I've known about him a few years. One of the few who still believes in UG. We are becoming extinct, unfortunately. LFS makes more selling fancy looking sumps and skimmers that require constant attention along with newest sock solution being roller mats with some working off the skimmer. Gotta go where the profits lead you. I go where the most practical allows me free time to expand other horizons.

Read his first page. Unfortunately, reading 22 pages not an option but interesting on the mud. I didn't see any pics but probably what I recall seeing although it wasn't mud but more like fine dust when accumulated produced a brown soup but then mine didn't go 20 plus years unattended. This was also mid 70s to late 80s. recollection might be off.

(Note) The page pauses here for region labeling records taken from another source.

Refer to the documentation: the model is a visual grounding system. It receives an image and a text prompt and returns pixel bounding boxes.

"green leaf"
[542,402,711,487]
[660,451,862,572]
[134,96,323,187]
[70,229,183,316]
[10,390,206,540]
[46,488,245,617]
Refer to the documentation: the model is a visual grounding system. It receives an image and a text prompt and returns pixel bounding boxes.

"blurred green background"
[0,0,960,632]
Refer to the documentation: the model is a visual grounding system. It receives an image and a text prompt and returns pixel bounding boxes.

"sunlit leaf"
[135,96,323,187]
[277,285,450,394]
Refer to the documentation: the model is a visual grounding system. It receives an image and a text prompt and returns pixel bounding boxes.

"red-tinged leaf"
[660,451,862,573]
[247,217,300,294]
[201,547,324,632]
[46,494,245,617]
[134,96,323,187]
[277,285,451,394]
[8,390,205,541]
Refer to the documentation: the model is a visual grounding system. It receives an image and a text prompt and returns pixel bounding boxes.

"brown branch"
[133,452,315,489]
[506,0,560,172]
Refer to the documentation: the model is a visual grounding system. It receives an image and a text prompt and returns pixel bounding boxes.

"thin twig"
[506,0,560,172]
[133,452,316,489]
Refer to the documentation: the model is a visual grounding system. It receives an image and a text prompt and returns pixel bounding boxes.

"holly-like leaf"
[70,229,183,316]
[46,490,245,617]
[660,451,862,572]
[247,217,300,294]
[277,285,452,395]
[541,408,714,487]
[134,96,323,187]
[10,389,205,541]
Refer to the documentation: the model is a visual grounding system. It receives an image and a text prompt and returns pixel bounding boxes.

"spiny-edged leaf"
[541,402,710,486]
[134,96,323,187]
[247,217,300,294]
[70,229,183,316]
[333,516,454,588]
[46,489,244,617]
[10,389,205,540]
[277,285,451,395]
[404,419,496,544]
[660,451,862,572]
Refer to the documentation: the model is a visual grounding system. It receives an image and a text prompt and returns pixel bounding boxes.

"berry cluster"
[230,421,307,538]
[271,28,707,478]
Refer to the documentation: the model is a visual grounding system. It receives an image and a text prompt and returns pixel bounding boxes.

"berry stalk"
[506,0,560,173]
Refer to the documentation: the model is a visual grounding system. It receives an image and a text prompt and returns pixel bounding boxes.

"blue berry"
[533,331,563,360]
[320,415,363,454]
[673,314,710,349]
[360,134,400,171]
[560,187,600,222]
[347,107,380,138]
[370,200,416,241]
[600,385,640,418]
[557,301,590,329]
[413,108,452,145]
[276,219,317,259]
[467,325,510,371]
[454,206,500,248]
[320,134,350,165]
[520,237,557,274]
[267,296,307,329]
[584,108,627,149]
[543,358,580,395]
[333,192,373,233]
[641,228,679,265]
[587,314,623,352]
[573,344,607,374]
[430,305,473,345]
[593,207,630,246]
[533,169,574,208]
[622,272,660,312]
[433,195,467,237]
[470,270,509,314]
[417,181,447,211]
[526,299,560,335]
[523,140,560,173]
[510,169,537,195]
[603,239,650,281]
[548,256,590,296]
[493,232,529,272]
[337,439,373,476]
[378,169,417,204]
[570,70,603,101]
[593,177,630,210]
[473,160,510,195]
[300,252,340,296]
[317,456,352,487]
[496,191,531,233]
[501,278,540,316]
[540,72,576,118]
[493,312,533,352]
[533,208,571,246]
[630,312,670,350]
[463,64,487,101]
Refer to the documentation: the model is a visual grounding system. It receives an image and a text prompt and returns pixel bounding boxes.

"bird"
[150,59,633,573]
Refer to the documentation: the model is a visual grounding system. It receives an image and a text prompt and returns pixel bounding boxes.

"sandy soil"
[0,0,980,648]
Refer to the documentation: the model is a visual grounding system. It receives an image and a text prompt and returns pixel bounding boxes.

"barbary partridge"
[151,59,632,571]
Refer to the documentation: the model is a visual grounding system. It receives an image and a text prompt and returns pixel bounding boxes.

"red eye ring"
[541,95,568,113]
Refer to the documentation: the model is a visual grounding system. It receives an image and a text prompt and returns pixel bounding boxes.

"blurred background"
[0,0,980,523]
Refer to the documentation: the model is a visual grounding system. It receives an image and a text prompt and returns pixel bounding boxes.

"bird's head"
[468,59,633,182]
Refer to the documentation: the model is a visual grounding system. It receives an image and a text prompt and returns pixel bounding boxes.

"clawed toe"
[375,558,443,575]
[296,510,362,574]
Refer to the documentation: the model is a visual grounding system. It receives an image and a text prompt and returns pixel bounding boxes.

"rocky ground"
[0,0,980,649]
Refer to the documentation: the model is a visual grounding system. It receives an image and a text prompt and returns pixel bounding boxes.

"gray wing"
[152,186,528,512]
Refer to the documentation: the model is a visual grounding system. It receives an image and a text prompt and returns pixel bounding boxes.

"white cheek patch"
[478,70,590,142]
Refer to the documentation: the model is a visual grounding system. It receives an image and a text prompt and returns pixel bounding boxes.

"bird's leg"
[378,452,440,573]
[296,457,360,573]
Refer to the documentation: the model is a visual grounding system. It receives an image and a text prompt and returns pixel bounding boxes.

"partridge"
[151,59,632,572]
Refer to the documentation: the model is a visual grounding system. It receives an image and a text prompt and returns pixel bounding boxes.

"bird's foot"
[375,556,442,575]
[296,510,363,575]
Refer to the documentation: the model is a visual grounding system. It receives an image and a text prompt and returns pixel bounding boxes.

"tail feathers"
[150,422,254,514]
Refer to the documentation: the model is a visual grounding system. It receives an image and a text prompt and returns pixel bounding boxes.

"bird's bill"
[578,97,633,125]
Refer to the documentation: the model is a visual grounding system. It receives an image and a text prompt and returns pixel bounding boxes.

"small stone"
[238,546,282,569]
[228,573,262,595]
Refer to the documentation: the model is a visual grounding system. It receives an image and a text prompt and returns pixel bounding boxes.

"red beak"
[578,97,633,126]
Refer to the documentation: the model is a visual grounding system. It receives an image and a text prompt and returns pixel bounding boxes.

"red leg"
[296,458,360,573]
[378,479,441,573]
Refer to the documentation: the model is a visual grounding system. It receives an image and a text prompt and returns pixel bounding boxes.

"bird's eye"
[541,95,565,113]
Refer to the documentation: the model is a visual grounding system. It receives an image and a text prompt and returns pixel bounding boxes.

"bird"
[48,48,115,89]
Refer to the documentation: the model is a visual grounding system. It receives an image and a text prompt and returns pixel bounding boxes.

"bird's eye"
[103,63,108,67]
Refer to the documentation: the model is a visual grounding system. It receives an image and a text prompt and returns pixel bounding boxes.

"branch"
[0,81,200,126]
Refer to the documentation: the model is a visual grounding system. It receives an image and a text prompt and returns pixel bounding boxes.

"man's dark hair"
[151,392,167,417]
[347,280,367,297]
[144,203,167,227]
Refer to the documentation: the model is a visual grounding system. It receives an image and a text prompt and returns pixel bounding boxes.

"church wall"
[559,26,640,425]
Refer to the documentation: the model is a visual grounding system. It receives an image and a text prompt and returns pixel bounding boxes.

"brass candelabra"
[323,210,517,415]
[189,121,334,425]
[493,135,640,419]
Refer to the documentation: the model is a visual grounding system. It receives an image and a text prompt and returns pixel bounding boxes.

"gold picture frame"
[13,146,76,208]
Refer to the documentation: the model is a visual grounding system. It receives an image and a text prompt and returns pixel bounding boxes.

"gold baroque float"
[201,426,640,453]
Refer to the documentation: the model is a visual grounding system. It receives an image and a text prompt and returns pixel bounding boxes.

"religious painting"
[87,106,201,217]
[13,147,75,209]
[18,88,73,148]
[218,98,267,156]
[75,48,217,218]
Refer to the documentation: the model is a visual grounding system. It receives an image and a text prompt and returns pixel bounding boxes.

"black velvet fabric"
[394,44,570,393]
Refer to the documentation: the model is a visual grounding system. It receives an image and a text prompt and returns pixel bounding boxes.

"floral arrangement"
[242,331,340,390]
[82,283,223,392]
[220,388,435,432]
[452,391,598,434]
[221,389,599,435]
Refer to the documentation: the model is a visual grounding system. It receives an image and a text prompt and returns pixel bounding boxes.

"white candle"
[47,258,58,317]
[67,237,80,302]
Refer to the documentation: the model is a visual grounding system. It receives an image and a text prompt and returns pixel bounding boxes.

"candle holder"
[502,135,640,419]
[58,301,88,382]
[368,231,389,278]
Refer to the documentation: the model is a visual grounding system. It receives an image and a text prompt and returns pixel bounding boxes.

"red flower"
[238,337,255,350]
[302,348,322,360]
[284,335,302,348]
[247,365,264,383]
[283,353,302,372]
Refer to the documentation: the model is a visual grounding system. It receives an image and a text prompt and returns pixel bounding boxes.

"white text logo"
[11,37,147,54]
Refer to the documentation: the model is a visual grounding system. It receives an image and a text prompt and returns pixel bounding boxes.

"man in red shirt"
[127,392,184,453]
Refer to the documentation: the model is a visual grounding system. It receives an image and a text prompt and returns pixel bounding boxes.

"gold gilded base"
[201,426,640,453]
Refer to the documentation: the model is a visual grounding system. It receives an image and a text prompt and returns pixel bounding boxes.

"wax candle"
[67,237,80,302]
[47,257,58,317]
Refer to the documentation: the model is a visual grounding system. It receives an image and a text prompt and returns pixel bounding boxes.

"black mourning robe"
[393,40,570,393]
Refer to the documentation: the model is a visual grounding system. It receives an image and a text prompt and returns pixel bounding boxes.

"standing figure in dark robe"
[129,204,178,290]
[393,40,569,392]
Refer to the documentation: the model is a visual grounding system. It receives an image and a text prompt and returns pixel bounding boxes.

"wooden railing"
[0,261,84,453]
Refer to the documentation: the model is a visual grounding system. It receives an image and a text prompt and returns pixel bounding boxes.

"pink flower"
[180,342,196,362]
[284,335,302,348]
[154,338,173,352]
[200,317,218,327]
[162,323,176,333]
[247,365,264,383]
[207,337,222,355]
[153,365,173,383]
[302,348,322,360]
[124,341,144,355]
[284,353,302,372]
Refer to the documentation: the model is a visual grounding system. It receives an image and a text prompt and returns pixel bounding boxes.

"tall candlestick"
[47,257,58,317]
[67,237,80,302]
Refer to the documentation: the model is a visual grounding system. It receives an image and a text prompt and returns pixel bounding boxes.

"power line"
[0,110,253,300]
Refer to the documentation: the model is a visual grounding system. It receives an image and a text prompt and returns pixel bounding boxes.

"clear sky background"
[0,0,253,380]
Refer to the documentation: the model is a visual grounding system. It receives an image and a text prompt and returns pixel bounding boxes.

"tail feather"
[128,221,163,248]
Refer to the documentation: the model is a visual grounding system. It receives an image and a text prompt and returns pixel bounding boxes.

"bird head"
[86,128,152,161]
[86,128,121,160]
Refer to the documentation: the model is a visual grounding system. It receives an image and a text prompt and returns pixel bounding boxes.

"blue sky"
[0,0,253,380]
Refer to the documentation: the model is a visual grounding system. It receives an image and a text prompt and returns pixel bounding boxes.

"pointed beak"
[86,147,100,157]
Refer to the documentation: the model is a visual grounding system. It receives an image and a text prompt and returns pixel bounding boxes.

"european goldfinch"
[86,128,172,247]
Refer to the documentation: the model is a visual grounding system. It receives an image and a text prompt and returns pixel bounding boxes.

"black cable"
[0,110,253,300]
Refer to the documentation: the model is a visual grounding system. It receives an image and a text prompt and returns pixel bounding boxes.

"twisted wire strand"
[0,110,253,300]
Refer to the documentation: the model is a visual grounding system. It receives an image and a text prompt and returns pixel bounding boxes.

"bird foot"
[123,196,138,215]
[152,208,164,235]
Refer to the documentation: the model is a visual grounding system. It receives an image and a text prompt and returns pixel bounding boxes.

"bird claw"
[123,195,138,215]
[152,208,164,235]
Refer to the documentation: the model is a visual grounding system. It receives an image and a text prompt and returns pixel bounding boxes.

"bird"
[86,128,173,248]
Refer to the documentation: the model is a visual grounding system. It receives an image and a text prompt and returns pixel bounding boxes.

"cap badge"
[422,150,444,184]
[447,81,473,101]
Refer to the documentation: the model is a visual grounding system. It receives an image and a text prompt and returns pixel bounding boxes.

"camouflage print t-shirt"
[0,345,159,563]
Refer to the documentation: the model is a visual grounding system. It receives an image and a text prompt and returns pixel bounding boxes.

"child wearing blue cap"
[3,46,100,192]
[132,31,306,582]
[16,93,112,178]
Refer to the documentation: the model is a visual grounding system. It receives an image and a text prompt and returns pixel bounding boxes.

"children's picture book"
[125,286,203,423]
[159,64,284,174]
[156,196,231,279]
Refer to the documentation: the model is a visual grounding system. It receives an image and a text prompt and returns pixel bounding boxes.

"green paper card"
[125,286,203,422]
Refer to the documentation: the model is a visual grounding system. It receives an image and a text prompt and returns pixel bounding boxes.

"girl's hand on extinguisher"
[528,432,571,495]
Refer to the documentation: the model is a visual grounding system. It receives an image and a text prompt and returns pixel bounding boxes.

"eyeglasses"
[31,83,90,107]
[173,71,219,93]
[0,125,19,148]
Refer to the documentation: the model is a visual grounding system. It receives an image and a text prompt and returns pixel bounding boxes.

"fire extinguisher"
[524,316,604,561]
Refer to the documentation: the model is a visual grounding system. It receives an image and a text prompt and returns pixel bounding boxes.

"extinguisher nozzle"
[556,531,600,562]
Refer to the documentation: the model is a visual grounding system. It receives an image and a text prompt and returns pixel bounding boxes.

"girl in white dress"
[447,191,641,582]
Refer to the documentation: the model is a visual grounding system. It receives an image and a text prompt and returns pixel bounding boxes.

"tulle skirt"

Difference in approach is he is using reverse flow to release detritus vs I just go old school and trap it. Theory I have being that the longer the path the more likely that full decomposition will occur. Nitrification needed to strip the water of DO to allow denitrification of bound action. Why my current experiment forces water to travel through 20" plus of media only 12" wide and four inches tall. The inverse of a typical UG application.

Contact time being my goal and early on this worked but apparently organics have built up to the point I'm unable to strip enough DO and denitrification has stalled or inefficient. I'm unable to provide a slow enough flow which I've tested and has affected the level of nitrates when carbon dosing is eliminated. Why carbon dosing then works in the presence of DO is a mystery and something I just don't grasp. Perhaps one day it will be crystal clear. For now, I know it works and that's good enough at the moment.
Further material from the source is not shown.